This story comes courtesy of California Watch.
An environmental watchdog group is criticizing the federal government for scaling back its radiation monitoring, while simultaneously planning to raise allowable levels of radiation releases in food, water and soil after a nuclear incident.
The group, Public Employees for Environmental Responsibility, issued a press release yesterday condemning the U.S. Environmental Protection Agency's decisions.
The EPA and the Food and Drug Administration increased their radiation monitoring efforts after a massive earthquake and tsunami off the coast of Japan set off the world's worst nuclear disaster since Chernobyl.
But on May 3, the EPA announced [PDF] in a press release that it was falling back to a business-as-usual schedule of radiation monitoring, citing "consistently decreasing radiation levels."
The EPA will begin analyzing milk and drinking water on a quarterly basis, with monthly testing of rainwater.According to the federal agency, detectable levels "are well below any level of public health concern, and continue to decrease."
But the environmental group isn't buying it.
"With the Japanese nuclear situation still out of control and expected to continue that way for months and with elevated radioactivity continuing to show up in the U.S., it is inexplicable that EPA would shut down its Fukushima radiation monitoring effort," said Jeff Ruch, executive director of the watchdog group, in a statement.

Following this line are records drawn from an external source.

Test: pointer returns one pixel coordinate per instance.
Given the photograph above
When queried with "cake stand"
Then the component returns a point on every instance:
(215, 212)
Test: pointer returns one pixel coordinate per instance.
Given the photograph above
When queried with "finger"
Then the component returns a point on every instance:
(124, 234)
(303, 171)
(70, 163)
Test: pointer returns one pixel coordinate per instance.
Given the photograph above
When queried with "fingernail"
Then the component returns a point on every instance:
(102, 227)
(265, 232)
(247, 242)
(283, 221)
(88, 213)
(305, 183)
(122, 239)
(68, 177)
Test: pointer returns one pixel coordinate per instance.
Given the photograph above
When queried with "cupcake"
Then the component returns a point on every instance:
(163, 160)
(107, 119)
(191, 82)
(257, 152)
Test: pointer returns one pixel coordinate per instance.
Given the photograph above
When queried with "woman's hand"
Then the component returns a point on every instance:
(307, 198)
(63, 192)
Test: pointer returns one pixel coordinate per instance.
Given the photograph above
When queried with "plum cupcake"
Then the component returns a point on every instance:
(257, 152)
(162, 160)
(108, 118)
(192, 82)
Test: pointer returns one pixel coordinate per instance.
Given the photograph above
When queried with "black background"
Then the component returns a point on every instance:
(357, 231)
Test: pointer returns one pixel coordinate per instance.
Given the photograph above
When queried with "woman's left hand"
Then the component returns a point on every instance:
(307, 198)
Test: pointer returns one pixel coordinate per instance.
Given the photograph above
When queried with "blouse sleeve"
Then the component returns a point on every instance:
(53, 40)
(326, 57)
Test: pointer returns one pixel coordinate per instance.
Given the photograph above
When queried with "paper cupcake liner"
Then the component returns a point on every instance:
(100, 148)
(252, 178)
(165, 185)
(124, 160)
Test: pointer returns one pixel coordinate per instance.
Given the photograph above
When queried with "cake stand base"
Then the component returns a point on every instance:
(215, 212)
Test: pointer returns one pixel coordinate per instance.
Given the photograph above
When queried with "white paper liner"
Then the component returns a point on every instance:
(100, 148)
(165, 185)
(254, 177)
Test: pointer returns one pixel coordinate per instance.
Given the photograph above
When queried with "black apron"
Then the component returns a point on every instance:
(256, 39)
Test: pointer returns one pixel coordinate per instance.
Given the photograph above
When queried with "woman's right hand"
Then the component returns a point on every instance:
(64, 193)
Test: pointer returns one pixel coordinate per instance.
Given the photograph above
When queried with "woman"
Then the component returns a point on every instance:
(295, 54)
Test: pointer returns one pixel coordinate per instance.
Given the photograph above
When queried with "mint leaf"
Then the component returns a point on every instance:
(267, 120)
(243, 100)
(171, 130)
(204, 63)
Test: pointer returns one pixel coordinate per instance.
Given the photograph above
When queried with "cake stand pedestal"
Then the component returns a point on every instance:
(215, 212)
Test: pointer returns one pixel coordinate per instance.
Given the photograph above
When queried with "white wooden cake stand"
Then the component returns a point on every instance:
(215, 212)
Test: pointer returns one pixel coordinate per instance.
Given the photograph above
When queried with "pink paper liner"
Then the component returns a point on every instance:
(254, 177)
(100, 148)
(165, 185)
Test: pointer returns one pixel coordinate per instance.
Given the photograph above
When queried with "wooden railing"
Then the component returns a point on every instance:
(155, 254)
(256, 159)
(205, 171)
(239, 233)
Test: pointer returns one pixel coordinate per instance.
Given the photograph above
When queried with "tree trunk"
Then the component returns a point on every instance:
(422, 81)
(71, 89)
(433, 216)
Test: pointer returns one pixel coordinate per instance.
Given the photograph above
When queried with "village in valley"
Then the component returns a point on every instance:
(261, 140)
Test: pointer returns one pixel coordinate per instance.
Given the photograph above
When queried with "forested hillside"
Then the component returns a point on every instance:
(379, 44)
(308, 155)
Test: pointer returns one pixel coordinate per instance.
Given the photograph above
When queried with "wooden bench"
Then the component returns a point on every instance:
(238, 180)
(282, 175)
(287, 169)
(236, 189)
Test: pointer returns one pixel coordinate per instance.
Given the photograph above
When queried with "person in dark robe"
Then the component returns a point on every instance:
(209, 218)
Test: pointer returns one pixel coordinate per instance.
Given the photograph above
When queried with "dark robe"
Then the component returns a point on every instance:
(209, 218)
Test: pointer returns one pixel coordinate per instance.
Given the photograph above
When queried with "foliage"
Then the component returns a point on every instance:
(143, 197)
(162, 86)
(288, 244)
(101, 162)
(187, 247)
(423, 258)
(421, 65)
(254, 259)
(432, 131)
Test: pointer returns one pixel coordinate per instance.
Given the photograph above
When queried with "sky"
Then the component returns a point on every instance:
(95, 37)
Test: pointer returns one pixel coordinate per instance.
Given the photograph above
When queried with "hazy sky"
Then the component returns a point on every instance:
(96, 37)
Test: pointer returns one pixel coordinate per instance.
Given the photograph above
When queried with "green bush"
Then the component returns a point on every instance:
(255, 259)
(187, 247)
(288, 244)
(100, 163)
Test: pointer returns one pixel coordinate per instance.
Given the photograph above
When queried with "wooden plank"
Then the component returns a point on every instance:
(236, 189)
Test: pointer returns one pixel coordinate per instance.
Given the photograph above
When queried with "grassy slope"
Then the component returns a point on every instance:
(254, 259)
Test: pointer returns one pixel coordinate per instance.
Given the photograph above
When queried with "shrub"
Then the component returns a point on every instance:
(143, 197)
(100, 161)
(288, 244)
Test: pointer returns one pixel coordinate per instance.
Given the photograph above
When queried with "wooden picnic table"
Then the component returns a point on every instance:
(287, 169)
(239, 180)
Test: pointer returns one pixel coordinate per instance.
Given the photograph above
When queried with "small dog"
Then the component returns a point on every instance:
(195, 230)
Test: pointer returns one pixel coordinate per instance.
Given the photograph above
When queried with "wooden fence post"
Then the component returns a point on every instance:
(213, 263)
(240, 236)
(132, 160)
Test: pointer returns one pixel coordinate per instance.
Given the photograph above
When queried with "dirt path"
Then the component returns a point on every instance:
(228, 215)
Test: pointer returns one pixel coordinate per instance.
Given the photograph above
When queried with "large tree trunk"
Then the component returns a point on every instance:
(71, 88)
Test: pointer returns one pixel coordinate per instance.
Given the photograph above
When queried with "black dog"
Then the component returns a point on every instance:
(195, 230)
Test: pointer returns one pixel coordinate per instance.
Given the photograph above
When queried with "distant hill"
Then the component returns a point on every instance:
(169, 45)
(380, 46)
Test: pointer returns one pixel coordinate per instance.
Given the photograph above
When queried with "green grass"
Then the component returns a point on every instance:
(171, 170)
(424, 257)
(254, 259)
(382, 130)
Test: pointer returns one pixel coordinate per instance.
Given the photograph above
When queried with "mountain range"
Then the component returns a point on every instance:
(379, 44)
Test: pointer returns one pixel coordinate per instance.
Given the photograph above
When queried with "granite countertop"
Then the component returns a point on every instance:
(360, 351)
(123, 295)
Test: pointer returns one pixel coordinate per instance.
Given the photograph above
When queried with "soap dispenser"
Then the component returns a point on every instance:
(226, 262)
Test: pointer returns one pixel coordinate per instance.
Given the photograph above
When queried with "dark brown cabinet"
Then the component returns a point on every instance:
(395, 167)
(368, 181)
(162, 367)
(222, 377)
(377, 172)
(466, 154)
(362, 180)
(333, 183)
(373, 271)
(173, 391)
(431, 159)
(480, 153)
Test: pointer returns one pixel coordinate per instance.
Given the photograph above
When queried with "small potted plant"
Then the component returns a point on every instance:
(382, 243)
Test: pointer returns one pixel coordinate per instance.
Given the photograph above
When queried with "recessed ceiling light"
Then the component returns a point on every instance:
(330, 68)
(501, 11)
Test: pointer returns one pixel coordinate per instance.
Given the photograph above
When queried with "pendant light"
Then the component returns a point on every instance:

He said the agency found high levels of radiation in drinking water, and now was not the time to be pulling their efforts back.
He also said the EPA's monitoring program, RadNet, is unreliable and fails to cover large swaths of the West Coast.A spokesman for the EPA denied Ruch's allegations.
"We have over 100 monitors up and running, more than enough to detect even the slightest fluctuations in background radiation levels," said Brendan Gilfillan, an EPA spokesman. "The network was built specifically to ensure that if one monitor is down for maintenance, we still have overlapping regional coverage."
Paul Carroll, a senior scientist with the Ploughshares Fund, a nuclear non-proliferation group, agreed with the EPA and said Ruch's concerns seemed a bit "unfair" and a "little severe."
"The milk levels they cite in the press release are very localized, around Fukushima," he said.
"While the crisis in Fukushima is not under control, it is far more stable than it was three weeks ago," he said."The EPA has a lot of other things on their plate: issues related to Superfund and toxics in the water," he said. "On an ordinary day, it'd be a big deal. But given that detectable levels are decreasing, the situation is stable, and with everything else the agency has to deal with, well, it's all relative."
However, he expressed concerned with the group's other allegation that the EPA may be trying to raise the allowable levels for radiation levels found in water and soil after "radiological incidences," such as a nuclear plant accident or a dirty bomb.
According to Public Employees for Environmental Responsibility, the EPA has proposed raising their guideline radiation limits, or Protection Action Guides. These values are used to guide decision makers about when a clean up is needed after a nuclear incident.
According to Ruch, the new clean up standards are "thousands of times more lax than anything the EPA has ever before accepted."
Documents obtained by the watchdog group [PDF] via the Freedom of Information Act indicate the EPA made a decision to approve the revised guidelines months ago, but has yet to make a formal announcement.
Carroll, of the Ploughshares Fund, said any plan by the agency to raise these levels is "worrisome" and "a little tone deaf."
The EPA denied the allegations.
"That is flat out inaccurate," said Gilfillan. "No decisions on revised (guidelines) have been made. We have not made any decisions on this issue. Any changes to this guidance would undergo a public review and comment period and would likely never include such a high risk range."